Devlet Üretici Sorunlarına Karşı Daha Yapıcı Çalışmalar Yapmalı

USİAD Bildiren

Tirebolu Ziraat Odası Başkanı Erim Yaman: “Devlet Üretici Sorunlarına Karşı Daha Yapıcı Çalışmalar Yapmalı”

Tirebolu Ziraat Odası Başkanı Erim Yaman çay ve fındığın durumunu USİAD Bildiren Dergisine değerlendirdi. Fındık denildiğinde ilk akla gelen şehir olan Giresun’da Tirebolu çayı ve fındığı herkesçe bilinir oldu. Biz de USİAD Bildiren Dergisi olarak hem hasada tanık olmak hem de Giresun’un Tirebolu ilçesinde yetişen ürünlerin kalitesini yerinde görmek için bölgeye geldik.

Tirebolu’nun Karadeniz’in diğer bölgelerinden farklı olmasının sebeplerini ve üreticinin durumunu ise Oda Başkanı Erim Yaman ile konuştuk. Yaman, üreticiyi bilinçlendirici çalışmalar yapmalarına karşın kalıcı sonuç elde etmeleri için devletin üretici sorunlarına daha kalıcı çözüm bulması gerektiğini belitti.

Erim Yaman ile gerçekleştirdiğimiz söyleşiyi ilginize sunuyoruz.

Tirebolu’da yetişen çay ve fındığın diğer Karadeniz bölgelerine nazaran daha kaliteli olduğu söyleniyor. Bunun sebebi nedir?

Tirebolu iklimi Iğdır Ovası’nda görülen mikroklima iklim yapısına sahip olan Karakaya Vadisi’nde bulunuyor. Bu vadide yetişen başta çay ve fındığı dünya biliyor. Fındıkta en kaliteli beyazlama oranı Karakaya Vadisi’nde yetişen fındıktadır. Fakat ne yöre insanı olarak ne de kurumlar olarak fındığı yeteri kadar tanıtamıyoruz. Bu da en kaliteli fındığın bizde olması sadece literatürde kalıyor. Satış aşamasına gelindiğine maalesef bu üne sahip değil.

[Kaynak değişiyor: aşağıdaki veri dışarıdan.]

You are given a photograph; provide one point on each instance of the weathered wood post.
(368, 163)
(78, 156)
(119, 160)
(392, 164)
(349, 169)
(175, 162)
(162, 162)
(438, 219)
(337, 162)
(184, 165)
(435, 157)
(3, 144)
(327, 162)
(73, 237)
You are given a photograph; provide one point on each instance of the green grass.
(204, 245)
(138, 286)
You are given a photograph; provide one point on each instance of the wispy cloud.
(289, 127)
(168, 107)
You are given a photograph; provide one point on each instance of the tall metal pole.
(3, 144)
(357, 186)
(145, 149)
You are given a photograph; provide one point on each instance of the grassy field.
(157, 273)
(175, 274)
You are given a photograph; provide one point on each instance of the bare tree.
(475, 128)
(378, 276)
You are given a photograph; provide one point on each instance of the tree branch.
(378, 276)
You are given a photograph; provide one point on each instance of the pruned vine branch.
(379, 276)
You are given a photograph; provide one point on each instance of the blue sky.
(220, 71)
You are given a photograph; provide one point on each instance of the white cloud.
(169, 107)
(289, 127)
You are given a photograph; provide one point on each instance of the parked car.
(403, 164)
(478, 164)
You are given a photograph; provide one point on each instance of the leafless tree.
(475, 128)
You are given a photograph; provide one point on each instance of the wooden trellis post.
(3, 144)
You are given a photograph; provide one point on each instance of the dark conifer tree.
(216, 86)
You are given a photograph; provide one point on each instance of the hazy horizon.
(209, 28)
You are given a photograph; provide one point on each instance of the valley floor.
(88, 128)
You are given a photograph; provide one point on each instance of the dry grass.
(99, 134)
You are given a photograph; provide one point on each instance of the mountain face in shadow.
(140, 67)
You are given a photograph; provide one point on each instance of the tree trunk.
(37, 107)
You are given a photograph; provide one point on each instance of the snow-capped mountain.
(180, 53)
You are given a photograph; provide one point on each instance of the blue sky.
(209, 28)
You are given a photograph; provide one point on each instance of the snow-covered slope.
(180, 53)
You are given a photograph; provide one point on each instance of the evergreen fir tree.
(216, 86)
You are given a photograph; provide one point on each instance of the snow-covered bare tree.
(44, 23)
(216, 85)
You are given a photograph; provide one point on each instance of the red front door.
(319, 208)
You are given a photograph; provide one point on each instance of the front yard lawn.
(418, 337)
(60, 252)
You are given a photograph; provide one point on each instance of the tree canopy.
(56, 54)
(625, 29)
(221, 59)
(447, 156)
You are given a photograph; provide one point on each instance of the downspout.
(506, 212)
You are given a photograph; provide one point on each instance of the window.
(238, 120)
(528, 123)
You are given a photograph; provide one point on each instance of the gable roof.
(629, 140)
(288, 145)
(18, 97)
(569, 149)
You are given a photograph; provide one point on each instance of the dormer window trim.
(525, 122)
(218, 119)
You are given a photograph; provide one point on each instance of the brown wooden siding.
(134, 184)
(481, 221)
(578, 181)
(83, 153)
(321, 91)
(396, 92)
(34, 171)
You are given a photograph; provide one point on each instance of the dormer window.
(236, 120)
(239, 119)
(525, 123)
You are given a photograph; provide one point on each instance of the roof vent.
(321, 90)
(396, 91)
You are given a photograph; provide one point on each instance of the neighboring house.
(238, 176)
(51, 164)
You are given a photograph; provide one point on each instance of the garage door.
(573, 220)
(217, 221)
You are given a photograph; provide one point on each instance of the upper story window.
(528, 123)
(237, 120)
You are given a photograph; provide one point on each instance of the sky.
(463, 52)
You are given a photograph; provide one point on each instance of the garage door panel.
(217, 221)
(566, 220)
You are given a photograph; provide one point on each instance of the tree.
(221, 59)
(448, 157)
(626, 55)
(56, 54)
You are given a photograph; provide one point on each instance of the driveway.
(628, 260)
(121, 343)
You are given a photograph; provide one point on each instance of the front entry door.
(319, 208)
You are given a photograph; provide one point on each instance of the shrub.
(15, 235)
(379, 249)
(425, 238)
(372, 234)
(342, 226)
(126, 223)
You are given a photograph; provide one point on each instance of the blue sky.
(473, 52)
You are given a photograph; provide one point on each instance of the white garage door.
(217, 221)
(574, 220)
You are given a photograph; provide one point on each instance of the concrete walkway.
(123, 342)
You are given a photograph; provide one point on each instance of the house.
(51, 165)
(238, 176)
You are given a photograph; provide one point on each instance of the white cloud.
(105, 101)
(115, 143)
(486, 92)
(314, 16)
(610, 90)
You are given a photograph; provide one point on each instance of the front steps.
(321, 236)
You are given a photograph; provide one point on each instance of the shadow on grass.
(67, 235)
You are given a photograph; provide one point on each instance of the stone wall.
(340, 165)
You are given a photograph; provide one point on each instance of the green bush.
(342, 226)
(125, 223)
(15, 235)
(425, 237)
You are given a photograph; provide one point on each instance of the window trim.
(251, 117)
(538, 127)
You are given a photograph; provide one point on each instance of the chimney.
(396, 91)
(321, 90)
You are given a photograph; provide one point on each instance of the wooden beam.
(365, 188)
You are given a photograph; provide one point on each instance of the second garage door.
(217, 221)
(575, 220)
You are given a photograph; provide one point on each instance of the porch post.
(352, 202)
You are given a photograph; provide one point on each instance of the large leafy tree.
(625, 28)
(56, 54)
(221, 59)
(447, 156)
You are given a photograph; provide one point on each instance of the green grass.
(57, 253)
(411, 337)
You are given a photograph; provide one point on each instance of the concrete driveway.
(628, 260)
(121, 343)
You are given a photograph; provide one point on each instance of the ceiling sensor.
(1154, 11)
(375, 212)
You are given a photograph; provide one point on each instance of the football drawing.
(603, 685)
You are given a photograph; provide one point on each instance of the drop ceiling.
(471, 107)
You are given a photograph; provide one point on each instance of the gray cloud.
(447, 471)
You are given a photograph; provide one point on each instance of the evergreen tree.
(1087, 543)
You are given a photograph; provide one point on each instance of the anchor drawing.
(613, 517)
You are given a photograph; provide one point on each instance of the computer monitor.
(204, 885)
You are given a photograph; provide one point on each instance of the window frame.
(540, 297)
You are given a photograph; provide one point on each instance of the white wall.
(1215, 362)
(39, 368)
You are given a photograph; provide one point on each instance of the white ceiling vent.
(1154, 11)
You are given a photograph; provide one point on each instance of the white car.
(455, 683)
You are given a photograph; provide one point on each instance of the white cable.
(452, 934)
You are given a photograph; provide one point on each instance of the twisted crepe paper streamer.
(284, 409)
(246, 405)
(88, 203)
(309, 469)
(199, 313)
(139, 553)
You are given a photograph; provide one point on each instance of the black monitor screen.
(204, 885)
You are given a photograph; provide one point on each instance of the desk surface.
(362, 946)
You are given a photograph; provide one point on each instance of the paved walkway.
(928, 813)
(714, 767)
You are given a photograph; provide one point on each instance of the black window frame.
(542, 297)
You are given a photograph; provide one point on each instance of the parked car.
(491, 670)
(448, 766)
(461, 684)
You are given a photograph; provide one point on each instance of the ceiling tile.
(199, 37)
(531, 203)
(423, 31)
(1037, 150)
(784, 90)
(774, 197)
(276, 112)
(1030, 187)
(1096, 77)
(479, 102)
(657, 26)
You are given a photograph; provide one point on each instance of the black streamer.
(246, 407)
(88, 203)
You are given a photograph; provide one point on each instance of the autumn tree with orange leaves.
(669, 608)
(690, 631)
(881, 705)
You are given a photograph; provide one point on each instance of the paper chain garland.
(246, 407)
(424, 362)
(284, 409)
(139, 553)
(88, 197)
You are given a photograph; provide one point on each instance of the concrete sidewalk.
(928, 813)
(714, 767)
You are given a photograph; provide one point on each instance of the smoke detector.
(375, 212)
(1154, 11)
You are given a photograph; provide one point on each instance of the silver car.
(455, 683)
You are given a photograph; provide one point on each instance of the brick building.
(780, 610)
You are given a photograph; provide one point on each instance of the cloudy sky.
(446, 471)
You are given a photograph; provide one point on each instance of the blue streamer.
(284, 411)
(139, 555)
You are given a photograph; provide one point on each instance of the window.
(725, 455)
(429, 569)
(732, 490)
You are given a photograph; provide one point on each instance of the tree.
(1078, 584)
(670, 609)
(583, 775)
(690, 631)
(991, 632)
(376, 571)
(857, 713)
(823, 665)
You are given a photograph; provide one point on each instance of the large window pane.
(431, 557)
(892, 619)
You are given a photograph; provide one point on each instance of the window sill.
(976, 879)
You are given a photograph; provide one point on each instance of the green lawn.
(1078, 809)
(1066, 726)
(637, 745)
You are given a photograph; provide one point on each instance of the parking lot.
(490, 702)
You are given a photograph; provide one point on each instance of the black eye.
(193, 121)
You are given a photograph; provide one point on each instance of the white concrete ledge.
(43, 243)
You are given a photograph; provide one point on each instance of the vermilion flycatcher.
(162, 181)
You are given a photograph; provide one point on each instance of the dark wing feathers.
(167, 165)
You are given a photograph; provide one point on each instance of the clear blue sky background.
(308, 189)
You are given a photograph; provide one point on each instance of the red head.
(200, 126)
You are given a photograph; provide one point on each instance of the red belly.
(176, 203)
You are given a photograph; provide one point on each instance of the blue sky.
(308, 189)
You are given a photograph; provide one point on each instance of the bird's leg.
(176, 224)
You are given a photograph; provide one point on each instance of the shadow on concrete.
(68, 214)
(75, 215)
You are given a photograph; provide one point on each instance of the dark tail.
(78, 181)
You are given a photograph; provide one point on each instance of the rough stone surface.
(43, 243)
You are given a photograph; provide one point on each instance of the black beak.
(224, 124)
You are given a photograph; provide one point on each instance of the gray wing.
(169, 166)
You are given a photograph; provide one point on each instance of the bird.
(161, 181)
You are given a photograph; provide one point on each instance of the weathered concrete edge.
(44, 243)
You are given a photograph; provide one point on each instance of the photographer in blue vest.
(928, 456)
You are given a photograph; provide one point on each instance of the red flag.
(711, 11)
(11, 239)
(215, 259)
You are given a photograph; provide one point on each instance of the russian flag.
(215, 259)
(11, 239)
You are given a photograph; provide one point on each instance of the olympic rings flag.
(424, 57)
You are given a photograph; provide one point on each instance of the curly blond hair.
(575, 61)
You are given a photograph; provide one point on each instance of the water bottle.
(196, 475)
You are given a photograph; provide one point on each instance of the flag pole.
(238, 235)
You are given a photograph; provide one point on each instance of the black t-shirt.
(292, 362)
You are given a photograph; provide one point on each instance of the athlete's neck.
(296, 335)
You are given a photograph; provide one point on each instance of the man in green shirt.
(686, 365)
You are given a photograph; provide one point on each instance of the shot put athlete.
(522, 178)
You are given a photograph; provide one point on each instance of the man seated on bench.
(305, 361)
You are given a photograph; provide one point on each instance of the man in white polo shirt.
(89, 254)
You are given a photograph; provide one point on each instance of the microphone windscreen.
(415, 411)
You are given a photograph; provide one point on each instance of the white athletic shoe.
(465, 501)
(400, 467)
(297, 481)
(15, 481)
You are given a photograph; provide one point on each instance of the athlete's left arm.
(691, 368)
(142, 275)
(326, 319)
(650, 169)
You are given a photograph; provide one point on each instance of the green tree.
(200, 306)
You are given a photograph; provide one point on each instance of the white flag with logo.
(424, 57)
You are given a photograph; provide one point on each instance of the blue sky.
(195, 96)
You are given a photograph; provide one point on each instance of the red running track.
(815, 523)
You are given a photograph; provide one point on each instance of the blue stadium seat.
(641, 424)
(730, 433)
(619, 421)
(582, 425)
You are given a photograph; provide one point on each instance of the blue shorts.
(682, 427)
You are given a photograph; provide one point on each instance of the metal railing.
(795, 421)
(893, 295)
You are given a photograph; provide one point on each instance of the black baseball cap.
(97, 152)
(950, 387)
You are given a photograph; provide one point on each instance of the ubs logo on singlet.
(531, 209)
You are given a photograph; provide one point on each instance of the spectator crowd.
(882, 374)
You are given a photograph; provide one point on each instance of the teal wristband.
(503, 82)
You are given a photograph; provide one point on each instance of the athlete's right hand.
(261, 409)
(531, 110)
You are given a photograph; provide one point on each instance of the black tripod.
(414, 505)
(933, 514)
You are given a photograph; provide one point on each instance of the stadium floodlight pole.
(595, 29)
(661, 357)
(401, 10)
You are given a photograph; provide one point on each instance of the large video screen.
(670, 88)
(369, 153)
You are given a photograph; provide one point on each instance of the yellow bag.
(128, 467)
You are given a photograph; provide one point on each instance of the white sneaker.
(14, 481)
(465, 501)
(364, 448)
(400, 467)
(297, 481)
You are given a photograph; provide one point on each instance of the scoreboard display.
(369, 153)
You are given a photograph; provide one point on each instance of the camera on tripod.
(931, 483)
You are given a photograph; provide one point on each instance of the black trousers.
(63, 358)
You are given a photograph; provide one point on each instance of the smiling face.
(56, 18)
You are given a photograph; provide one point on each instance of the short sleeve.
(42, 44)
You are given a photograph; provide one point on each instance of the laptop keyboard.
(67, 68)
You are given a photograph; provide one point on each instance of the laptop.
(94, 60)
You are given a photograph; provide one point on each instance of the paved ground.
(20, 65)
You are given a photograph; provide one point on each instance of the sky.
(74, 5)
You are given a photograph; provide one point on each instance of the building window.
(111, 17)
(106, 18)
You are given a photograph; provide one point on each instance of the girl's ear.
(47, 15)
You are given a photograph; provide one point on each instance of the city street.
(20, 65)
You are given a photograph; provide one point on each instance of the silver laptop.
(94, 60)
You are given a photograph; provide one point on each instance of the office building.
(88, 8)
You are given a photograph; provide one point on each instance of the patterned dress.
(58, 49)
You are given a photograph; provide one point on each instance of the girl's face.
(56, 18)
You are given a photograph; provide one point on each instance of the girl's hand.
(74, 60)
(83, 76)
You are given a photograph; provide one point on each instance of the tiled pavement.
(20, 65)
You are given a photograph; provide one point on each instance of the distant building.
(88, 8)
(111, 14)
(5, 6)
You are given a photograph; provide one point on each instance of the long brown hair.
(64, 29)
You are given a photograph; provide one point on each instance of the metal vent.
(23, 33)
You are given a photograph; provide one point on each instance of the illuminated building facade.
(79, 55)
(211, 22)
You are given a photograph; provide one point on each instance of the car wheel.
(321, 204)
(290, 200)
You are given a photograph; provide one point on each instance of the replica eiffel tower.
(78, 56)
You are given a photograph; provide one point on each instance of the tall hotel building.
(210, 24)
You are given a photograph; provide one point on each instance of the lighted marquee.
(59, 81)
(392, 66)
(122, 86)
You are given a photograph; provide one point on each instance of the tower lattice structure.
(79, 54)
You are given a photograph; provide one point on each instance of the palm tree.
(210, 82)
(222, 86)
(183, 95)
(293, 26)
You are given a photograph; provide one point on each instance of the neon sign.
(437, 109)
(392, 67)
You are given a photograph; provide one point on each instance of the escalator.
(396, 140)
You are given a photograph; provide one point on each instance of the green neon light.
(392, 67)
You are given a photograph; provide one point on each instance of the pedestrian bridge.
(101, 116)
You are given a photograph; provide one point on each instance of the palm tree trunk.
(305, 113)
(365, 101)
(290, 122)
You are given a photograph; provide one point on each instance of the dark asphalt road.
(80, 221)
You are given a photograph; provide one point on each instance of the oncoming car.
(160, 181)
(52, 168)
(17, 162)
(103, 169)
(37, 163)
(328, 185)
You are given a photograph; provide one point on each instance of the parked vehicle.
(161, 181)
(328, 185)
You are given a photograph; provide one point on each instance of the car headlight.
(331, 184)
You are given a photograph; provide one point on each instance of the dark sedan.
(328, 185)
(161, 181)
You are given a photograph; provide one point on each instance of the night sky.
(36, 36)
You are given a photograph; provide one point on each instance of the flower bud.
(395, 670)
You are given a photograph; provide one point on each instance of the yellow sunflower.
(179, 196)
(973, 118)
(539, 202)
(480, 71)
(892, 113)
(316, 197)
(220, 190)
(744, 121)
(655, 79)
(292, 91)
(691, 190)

Çay konusuna geldiğimiz zaman ise mikroklima iklim etkisi görülen Tirebolu, Karadeniz’in diğer bölgelerine nazaran daha fazla güneş alması ve bunun sonucunda çayın yapraklarından diğer yörelere göre daha iyi verim alınması buranın çayını özel kılıyor. Tirebolu çayının aroması Karadeniz yöresinin en iyi çaylarından biridir. Tabii bu bölgenin toprak yapısının tarıma elverişli olması ve Tirebolu Çaykur fabrikasının çay işleme teknolojisinin iyi olması Tirebolu çayını en çok tercih edilen çaylardan biri yapıyor. Hatta İstanbul, Ankara, İzmir, Bursa gibi büyük şehirlerde yaşayıp yazın Tirebolu’ya ya da köylerine gelenler döndüklerinde bir yıllık ihtiyaçlarını karşılayacak kadar çayı da yanlarında götürüyorlar. Buda yöre çayının bilinirliğinin artmasına sebeptir.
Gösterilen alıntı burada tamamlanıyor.